Having a car was a big deal. Rose Bisbiglia remembers coming up from the Bay Area by Greyhound bus in the 1950s.
Joseph Brignole, 78, said he's been coming to Loch Lomond, which is Scottish for Mountain Lake, for nearly 70 years.
Italian Americans from Little Italys in Oakland and San Francisco started coming here as far back as 1912, Brignole said.
"They say Lake County has the purest air in California, and the Italians love the climate, the drinking water, the hot springs and the mushrooms. They go mushroom hunting to this day."
About 1,000 immigrants from Sicily, Genoa, Piedmont and Lucca and their families flocked to three resorts in the woods to hike, swim and ride horses each summer, Brignole said.
Guilio Biggi began holding giant picnic dinners that continue by invitation only to this day, Brignole said. The first Italians to come up were in the garbage business, including Ettore Steccone, a window cleaner who invented the squeegee in 1936. They were later joined by restaurant owners from North Beach who got involved in the cooking, Brignole said.
The cooking starts early in the morning, and the only people who get paid are the kids waiting tables for tips.
On a recent Saturday, Italian Village hosted a dinner for 240 guests. Two husband and wife teams – assisted by about dozen others – took responsibility for preparing each meal.
Nancy and Steve DeMartini of Chico were in the driver's seat with John and Renee Tassio of San Francisco.
In the morning they started slicing the cheese, Italian bread, salami and mortadella for 55 plates of antipasto. Three times Steve DeMartini sliced the mortadella, only to have his wife declare, "too thick."
The guests supply their own beverages, including wine, San Pellegrino and Italian sodas.
After the antipasto and a garbanzo bean dip came the salad, followed by plates of penne ala bolognese. When the guests had their fill, out came the plates of green beans and thinly-sliced bistecca or steak. For desert, fresh biscotti, or anise cookies.
"It's just easy living," said Luigi Bisbiglia. "Everything here's unique and the food's better than any restaurant."
Luigi, 42, comes up almost every summer. "Now we bring our own kids, Ella, Brody and Grant, ages 7, 5 and 3. We open the car and they run out to play with the other kids. We all know each other one way or another."
In Italy, people gather in the piazza. In Loch Lomond the piazza's around the swimming pool and the regulation bocce ball court at Italian Village – known as Pezzolo's Resort in the 1950s – where the Bisbiglias are renting a cottage.
"My kids were cooking smores and my daughter Ella came up to me and said 'dad, now I have a new best friend' " Luigi Bisbiglia said.
At 4 pm.
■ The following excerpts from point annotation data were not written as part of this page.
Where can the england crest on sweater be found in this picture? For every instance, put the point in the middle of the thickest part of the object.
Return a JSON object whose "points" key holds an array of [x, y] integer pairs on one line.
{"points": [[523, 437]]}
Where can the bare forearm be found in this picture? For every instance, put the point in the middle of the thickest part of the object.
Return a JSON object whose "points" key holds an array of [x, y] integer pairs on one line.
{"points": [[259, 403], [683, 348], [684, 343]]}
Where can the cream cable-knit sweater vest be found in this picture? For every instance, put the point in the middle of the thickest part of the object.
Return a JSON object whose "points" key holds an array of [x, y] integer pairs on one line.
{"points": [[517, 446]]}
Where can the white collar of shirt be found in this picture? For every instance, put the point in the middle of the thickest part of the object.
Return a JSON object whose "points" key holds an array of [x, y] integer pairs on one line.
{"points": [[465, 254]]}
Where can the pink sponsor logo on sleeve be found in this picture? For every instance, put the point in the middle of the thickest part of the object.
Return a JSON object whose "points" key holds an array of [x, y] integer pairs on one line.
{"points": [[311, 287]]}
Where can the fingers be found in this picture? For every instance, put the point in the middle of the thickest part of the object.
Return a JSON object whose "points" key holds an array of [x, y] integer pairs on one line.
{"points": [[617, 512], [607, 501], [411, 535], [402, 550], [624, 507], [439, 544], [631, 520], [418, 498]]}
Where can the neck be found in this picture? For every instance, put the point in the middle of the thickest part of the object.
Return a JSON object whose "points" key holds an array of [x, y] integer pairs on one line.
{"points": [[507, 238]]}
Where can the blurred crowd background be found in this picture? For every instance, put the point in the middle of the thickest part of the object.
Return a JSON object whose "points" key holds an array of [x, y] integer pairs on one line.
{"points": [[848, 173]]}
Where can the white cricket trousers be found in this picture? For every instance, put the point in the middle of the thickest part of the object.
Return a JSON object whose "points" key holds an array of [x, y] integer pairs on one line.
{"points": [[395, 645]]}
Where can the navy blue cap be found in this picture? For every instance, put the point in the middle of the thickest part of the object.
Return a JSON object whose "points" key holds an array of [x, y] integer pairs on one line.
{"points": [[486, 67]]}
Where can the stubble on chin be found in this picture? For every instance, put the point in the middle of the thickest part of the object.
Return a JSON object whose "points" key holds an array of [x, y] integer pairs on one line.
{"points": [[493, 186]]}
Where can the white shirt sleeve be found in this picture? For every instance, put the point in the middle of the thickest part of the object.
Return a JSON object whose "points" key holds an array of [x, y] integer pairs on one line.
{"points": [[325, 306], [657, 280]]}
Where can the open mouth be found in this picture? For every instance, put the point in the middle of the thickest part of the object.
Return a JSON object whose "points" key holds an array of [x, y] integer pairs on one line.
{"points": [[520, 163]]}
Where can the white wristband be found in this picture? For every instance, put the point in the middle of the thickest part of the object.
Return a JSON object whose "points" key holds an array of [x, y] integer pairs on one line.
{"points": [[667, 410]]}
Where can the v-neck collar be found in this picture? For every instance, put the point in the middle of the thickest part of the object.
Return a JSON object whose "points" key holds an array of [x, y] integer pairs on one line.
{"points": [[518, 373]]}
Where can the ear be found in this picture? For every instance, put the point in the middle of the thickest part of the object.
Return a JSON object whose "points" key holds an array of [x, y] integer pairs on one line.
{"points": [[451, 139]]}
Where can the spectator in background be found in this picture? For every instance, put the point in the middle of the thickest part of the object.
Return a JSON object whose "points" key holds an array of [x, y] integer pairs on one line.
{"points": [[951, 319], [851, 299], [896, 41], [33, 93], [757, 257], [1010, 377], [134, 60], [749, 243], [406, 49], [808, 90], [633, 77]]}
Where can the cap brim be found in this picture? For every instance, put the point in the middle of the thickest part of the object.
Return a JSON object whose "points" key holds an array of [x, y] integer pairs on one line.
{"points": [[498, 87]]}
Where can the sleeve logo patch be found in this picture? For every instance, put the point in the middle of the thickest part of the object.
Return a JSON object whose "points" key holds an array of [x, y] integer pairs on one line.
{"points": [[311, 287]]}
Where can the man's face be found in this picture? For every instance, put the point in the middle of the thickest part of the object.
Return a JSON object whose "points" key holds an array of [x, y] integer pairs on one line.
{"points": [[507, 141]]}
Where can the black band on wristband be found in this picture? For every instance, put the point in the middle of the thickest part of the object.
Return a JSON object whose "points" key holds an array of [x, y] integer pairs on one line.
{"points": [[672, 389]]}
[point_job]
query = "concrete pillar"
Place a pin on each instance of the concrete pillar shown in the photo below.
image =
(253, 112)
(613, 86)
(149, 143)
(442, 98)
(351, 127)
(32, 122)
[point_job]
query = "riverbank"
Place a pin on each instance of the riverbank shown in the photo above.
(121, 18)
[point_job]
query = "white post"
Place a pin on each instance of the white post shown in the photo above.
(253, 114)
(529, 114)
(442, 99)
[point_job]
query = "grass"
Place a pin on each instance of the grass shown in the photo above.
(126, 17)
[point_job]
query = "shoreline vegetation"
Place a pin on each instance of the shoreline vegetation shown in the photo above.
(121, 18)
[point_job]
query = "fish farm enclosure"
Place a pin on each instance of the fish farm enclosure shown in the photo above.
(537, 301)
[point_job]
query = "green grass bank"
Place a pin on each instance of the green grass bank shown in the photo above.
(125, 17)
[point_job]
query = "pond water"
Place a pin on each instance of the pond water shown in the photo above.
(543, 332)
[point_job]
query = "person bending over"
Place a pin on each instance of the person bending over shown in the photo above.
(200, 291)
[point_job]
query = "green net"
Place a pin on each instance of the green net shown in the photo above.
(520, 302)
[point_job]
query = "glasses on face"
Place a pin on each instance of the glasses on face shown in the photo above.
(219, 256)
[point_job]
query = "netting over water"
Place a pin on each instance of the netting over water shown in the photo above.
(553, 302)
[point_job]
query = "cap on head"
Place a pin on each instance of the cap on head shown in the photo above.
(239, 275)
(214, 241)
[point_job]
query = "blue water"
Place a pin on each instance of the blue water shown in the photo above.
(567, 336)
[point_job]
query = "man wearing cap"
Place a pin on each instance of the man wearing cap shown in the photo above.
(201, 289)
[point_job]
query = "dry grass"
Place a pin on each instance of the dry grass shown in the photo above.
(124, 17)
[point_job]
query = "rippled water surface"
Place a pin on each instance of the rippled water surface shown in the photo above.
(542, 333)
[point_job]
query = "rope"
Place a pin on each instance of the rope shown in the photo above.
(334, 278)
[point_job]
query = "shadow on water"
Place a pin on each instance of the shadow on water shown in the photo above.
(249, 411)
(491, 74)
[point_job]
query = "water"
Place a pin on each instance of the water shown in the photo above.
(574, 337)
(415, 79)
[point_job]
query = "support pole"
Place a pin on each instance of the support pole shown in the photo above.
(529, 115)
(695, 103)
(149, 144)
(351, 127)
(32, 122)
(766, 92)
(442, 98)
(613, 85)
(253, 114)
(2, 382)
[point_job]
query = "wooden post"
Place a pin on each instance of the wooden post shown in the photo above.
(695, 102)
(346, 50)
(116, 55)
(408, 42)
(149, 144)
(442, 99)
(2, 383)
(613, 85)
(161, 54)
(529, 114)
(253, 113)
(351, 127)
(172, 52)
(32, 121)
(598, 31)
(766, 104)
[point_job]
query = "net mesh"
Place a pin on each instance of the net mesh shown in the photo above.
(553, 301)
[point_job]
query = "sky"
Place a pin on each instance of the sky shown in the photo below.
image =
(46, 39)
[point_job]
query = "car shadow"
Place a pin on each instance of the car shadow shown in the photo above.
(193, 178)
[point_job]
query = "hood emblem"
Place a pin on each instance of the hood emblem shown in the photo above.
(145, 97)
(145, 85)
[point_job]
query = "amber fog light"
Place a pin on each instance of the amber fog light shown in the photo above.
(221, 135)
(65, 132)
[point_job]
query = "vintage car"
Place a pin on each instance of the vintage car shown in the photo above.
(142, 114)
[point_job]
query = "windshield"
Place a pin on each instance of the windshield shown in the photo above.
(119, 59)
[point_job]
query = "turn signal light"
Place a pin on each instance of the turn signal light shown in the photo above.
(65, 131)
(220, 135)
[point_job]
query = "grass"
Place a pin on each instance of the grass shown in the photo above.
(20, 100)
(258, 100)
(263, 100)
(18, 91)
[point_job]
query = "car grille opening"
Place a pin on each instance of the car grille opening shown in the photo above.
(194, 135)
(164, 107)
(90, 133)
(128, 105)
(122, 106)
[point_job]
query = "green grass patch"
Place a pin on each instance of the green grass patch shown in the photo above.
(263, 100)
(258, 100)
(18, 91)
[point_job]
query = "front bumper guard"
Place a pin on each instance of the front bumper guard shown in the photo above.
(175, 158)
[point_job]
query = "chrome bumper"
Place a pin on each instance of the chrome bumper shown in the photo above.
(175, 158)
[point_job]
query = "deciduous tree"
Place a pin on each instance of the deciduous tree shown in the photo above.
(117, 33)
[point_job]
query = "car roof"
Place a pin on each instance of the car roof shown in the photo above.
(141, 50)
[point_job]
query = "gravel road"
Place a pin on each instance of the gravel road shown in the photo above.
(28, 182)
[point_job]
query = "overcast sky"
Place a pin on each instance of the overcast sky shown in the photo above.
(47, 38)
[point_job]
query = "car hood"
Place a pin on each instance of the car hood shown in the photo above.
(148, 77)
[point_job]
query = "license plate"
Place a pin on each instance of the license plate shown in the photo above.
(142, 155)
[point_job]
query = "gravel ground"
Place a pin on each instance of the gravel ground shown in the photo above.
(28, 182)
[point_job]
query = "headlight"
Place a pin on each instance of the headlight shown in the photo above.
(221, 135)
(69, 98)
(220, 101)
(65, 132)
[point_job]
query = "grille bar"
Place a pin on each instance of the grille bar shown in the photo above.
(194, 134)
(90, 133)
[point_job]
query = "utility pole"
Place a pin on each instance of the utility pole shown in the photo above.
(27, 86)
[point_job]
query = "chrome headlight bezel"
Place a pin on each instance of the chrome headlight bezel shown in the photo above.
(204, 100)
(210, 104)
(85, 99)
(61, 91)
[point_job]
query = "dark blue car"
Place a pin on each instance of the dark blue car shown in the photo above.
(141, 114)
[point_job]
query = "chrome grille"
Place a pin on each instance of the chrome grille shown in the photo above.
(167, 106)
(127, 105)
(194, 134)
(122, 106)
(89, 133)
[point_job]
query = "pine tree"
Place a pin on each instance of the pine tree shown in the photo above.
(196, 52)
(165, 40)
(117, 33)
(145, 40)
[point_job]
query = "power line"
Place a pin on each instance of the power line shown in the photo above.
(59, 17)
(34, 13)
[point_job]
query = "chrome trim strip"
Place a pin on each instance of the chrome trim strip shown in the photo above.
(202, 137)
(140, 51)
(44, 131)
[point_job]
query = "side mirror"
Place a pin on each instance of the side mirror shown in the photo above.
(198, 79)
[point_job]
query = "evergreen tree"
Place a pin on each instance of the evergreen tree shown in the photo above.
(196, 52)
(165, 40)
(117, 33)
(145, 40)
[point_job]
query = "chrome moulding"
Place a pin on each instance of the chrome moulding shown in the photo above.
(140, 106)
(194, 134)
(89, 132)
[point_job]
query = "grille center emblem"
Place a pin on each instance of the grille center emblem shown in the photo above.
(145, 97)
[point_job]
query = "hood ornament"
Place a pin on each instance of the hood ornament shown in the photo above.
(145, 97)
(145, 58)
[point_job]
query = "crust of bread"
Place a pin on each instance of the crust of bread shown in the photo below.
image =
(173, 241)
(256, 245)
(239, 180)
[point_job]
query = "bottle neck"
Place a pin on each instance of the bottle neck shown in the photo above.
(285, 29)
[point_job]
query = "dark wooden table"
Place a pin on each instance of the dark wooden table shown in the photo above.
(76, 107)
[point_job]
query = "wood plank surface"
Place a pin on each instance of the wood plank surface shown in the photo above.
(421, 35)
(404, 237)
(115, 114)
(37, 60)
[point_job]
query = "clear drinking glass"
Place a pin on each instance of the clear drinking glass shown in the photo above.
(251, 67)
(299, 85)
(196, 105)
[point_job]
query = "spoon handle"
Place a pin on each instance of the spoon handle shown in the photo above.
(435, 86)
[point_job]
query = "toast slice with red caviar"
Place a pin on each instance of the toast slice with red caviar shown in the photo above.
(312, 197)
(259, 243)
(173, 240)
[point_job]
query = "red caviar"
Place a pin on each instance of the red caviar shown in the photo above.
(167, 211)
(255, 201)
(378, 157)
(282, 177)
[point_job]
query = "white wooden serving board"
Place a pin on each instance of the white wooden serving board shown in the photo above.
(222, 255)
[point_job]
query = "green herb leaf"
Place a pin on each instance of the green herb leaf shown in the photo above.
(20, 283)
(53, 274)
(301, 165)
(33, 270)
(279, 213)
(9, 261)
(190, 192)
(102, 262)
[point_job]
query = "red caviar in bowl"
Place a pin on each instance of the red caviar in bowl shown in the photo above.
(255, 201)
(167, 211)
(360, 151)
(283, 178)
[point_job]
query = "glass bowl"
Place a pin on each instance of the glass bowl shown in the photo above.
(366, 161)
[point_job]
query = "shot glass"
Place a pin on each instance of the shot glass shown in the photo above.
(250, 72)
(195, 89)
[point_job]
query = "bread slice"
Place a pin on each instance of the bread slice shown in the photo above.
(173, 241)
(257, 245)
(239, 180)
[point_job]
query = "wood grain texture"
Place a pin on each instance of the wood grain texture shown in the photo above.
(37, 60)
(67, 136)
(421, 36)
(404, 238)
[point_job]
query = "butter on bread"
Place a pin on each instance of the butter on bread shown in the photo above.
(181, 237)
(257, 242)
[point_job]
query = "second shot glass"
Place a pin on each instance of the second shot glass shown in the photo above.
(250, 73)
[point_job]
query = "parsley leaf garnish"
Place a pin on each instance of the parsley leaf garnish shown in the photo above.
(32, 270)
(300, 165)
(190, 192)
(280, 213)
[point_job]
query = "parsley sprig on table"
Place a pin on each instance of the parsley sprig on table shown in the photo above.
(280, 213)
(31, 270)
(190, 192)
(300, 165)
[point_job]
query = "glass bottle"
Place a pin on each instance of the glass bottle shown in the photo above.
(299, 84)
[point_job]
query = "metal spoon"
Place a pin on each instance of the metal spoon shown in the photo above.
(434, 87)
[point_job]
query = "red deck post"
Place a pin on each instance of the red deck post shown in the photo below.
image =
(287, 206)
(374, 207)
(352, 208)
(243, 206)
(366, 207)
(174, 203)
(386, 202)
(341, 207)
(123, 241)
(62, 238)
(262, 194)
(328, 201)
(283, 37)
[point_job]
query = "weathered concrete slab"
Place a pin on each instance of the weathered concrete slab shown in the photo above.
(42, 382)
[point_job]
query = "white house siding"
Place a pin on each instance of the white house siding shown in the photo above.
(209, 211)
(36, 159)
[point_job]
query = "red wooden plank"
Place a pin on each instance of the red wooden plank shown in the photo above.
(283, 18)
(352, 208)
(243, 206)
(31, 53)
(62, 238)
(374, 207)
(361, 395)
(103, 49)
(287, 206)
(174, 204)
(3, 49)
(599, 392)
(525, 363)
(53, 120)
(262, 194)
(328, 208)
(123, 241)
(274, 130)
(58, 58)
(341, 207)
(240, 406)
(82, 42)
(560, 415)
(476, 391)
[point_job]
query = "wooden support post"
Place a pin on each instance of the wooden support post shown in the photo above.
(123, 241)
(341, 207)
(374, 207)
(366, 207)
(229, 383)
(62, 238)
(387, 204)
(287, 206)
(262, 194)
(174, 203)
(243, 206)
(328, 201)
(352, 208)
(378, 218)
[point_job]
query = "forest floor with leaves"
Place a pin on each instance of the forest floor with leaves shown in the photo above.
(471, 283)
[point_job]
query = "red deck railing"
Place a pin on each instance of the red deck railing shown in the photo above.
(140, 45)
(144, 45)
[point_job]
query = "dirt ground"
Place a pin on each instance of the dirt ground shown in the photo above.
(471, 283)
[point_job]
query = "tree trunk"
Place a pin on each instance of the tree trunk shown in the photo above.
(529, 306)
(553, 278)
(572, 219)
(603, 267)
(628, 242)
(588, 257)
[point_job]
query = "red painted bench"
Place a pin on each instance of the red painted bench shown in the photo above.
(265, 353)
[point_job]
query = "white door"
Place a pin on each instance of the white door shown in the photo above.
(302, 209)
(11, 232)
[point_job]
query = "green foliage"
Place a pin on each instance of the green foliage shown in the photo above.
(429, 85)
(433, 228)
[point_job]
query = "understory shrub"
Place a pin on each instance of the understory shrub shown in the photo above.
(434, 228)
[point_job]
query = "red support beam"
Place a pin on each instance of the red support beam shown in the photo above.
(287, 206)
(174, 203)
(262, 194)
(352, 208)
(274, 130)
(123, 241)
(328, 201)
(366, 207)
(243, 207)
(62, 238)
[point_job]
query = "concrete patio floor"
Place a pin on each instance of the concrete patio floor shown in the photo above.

Saturday, families can attend mass at Our Lady of the Lake Church in Loch Lomond.
"You think that weekend after weekend you'd get bored up here, but you don't," said Alex Vincenzi, 43, of Oakland, who works off the dinners with games of bocce ball. "What comes through loud and clear is the pride in being Italian – family, food, friends. It's as close to Italy as you're gonna get without being there, and a helluva lot cheaper."